Last week on the 26th October, the French authorities started to dismantle the camp known as the ‘Jungle’. I believe this was the right thing to do as it should never have occurred in the first place. The reasons for the Jungle are complex but are partly down weak internal boarders across the EU and French law enforcement turning a blind eye for too long.
With regards to the children in the Jungle in Calais. UK authorities have been working with the French and charities in the camp to establish if any of the children have family connections or relatives in the UK. If they do then they will be allowed to come into the UK. Once in they will either be taken to their relatives or if a family placement is found to be unsuitable, the child will be placed into Local Authority care through the Unaccompanied Asylum Seeking Children Transfer scheme.

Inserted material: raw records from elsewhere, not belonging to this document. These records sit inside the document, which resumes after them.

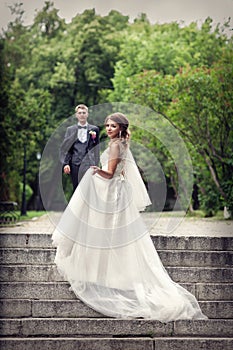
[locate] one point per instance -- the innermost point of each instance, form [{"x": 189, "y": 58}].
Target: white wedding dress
[{"x": 105, "y": 252}]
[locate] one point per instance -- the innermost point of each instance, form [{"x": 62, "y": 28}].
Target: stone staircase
[{"x": 38, "y": 310}]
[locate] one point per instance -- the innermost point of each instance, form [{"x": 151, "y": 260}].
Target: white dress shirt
[{"x": 82, "y": 133}]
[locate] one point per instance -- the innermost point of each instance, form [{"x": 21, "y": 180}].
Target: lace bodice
[{"x": 105, "y": 157}]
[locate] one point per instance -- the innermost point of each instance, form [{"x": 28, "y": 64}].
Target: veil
[{"x": 139, "y": 192}]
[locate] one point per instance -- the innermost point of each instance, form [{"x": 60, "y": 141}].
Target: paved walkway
[{"x": 159, "y": 224}]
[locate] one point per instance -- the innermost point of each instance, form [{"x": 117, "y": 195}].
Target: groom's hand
[{"x": 66, "y": 169}]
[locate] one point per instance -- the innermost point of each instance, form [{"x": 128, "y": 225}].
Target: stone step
[
  {"x": 61, "y": 290},
  {"x": 174, "y": 258},
  {"x": 35, "y": 240},
  {"x": 109, "y": 327},
  {"x": 142, "y": 343},
  {"x": 49, "y": 273},
  {"x": 14, "y": 308}
]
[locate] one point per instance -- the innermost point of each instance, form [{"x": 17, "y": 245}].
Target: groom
[{"x": 80, "y": 147}]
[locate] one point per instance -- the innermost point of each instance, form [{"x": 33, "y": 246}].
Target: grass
[{"x": 199, "y": 214}]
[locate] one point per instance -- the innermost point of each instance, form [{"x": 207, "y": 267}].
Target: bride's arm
[{"x": 112, "y": 163}]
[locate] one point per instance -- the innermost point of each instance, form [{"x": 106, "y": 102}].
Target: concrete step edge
[{"x": 161, "y": 242}]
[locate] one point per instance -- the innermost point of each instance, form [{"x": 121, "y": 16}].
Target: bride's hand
[{"x": 95, "y": 169}]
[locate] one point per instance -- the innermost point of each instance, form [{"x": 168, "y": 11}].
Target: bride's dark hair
[{"x": 123, "y": 122}]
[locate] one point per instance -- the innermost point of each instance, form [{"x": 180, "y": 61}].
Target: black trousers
[{"x": 77, "y": 172}]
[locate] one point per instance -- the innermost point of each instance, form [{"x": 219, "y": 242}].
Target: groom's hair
[
  {"x": 120, "y": 119},
  {"x": 82, "y": 106}
]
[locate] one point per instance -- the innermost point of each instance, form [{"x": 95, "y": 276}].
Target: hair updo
[{"x": 123, "y": 122}]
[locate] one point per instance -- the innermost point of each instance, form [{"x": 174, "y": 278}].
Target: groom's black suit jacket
[{"x": 70, "y": 147}]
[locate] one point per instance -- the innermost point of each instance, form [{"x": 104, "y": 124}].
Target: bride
[{"x": 104, "y": 249}]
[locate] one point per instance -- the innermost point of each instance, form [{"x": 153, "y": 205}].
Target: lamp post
[
  {"x": 38, "y": 157},
  {"x": 24, "y": 202}
]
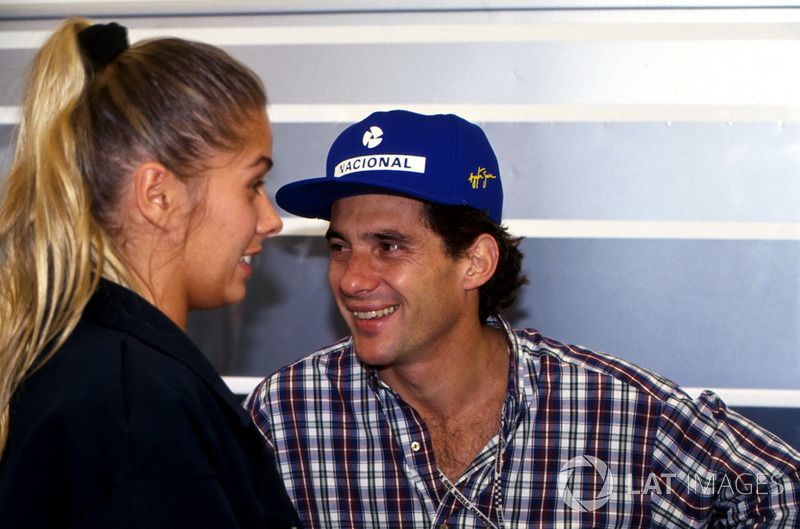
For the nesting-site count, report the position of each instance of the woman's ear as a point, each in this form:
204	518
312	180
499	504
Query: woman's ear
156	192
482	256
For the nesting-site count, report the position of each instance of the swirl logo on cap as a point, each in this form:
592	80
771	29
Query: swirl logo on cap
373	137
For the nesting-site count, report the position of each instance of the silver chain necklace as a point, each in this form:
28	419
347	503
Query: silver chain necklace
497	487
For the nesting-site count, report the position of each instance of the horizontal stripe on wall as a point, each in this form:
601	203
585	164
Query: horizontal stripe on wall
269	35
523	113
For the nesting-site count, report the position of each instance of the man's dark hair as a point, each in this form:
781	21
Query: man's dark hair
459	226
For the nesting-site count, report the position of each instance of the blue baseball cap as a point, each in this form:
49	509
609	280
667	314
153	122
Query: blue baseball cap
442	159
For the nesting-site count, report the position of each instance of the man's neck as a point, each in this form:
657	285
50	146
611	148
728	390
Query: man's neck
451	382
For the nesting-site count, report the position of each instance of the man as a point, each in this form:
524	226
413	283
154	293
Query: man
436	413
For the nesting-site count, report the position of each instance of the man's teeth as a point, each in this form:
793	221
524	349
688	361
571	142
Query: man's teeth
372	314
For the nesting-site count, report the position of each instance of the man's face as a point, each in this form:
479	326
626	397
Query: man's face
401	296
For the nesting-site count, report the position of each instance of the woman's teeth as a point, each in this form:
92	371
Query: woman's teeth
372	314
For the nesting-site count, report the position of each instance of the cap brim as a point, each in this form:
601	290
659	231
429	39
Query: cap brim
314	197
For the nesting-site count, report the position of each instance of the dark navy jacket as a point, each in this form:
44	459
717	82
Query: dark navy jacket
129	426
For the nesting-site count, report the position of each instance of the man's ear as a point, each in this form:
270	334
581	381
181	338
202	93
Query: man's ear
482	256
156	192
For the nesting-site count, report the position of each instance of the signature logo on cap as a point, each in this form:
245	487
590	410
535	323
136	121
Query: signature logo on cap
481	178
373	137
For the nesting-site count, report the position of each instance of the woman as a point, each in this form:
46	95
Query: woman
136	194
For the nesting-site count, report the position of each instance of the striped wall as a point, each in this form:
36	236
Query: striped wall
650	155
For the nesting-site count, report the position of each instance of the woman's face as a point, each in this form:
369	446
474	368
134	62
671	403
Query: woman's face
233	218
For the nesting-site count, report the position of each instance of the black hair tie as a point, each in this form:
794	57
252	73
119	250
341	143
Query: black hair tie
103	43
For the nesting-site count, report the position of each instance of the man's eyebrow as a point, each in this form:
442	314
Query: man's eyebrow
265	160
390	235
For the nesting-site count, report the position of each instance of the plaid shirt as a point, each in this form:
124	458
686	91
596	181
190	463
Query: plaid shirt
588	441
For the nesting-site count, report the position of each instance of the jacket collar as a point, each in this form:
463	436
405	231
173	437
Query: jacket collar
117	307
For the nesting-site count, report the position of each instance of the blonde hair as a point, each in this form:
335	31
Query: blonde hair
80	135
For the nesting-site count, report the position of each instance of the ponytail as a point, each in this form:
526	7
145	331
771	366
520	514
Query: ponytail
52	252
90	117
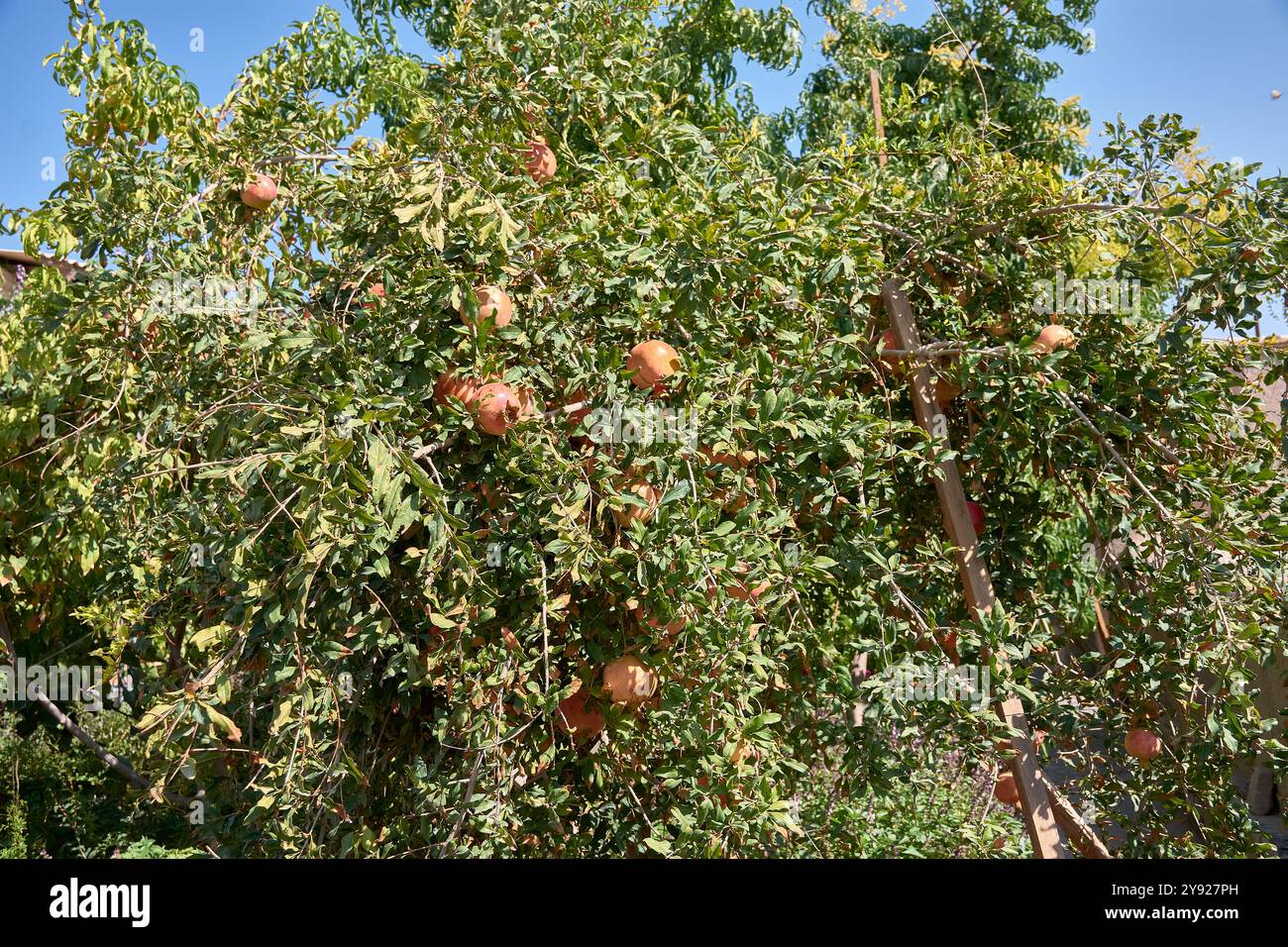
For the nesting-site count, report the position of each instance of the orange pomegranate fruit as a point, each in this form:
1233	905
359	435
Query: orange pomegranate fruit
576	718
498	406
494	308
1052	338
945	392
652	361
541	161
1144	745
451	385
261	192
629	681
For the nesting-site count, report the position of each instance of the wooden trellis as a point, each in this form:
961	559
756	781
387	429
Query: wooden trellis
1041	802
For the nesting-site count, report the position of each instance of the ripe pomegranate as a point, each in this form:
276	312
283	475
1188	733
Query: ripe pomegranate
498	407
494	308
629	681
745	751
261	192
631	513
541	161
1052	338
578	719
450	385
1144	745
1006	791
652	361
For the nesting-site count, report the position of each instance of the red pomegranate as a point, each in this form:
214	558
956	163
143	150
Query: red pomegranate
652	361
498	407
261	192
1144	745
578	718
541	161
450	385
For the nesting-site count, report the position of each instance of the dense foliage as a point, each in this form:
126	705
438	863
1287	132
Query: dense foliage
353	615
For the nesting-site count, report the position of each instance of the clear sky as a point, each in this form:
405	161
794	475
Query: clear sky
1214	60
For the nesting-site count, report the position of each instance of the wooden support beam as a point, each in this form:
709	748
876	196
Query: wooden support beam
1034	800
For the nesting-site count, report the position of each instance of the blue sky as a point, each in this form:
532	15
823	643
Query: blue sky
1212	60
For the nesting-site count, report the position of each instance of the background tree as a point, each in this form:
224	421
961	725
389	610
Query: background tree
365	625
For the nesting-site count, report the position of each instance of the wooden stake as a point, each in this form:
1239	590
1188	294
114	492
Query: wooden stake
1034	800
875	80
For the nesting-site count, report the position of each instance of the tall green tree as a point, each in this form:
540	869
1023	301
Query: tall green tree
364	625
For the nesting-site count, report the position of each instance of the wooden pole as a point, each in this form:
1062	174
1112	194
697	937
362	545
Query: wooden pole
1034	800
875	81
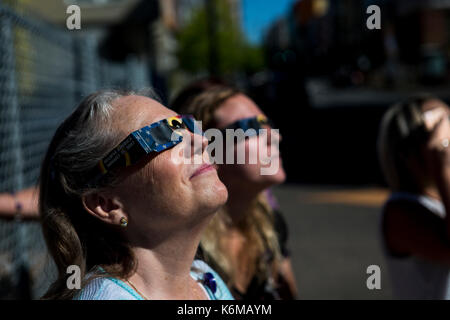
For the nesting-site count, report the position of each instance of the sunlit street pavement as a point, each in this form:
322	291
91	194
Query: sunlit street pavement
334	237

Some people in the media and elsewhere have commentated about the age of those who are coming into the UK and have asked for dental checks. Where credible and clear documentary evidence of age is not available, criteria including physical appearance and demeanour are used as part of the interview process to assess age. We do not use dental x-rays to confirm the ages of those seeking asylum in the UK as this process has been described as inaccurate by The British Dental Association.
The remaining people in Calais will be offered places around France so they can be properly processed by the French asylum and immigration system. It is important to separate those who are fleeing violence as they are asylum seekers, and those who are economic migrants who do not have the right to be in France. The Government is committed to doing our fair share to accept responsibility for those with links to the UK, as expressed in the Dublin regulation. If we take every refugee directly from Europe we encourage more migrants to make the dangerous journey across the Mediterranean that cost over 3,600 people their lives last year.
It should be noted, the UK is also taking thousands of the most disadvantaged people in the refugee camps around the Middle East, who have had to flee their homes due to the Syrian Civil war. We are also the second highest contributor to aid for the area, only the United States donates more money. Since 2012, we have spent over £2.3 billion on aid to help the Syrians and surrounding nations cope with the humanitarian disaster caused by President Assad’s forces, ISIS and Russia.